Das ist in etwa jeder sechste, denn insgesamt gibt es laut Bundesamt 19,9 Millionen Mieterhaushalte in Deutschland. Die durchschnittliche Mietbelastung liegt nach Zahlen der Wiesbadener Behörde sehr viel niedriger bei 27,8 Prozent.

Höherer Anteil für Miete bei niedrigem Einkommen

Die Statistik sagt nichts darüber aus, zu welchen Einkommensgruppen diejenigen zählen, die einen so viel höheren Anteil für die Miete ausgeben. Darunter könnten auch Normal- oder Gutverdiener sein, die in exorbitant teuren Wohnungen leben. Fachleute gehen jedoch davon aus, dass es sich grösstenteils um Menschen mit niedrigen Einkommen handelt.

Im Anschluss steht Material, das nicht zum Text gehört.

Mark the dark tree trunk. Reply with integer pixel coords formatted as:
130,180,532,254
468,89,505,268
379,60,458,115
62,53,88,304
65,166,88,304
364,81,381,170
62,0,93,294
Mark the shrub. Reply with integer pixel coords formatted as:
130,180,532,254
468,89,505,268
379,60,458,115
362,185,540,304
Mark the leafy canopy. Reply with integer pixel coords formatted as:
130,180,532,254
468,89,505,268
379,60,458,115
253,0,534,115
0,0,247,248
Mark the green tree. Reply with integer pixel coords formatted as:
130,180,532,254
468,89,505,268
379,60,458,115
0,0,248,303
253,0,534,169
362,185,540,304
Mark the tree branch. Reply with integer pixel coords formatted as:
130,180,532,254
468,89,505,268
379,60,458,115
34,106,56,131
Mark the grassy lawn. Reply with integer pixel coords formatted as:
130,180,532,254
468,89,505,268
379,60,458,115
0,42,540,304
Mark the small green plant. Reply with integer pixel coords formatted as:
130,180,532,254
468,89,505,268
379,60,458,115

"Die Mietbelastung insbesondere von Haushalten mit geringen Einkommen und in den Grossstädten ist dramatisch", sagt Sebastian Dullien, wissenschaftlicher Direktor des Instituts für Makroökonomie und Konjunkturforschung (IMK) der gewerkschaftsnahen Hans-Böckler-Stiftung. "Es ist ein Alarmzeichen, dass der Anteil der Einkommen, der für Wohnkosten aufgewendet werden muss, in den vergangenen Jahren noch weiter gestiegen ist."

Vergleiche zu Vorjahreszahlen sind laut Bundesamt nur sehr eingeschränkt möglich. Die Ergebnisse stammen aus Antworten von Mietern auf Fragen im "Zusatzprogramm Wohnen", das erstmals im Rahmen des 2020 neu gestalteten Mikrozensus aufgelegt wurde.

Lebenshaltungskosten wegen hoher Inflation gestiegen

Im vergangenen Jahrzehnt war die Mietbelastung in Deutschland nach Daten der europäischen Statistikbehörde Eurostat trotz steigender Mieten sogar leicht zurückgegangen. Denn viele Menschen profitierten von Lohnerhöhungen, die über den sehr niedrigen Inflationsraten lagen. Im vergangenen Jahr sind die Lebenshaltungskosten wegen der hohen Inflation jedoch sehr viel schneller gestiegen als die Einkommen.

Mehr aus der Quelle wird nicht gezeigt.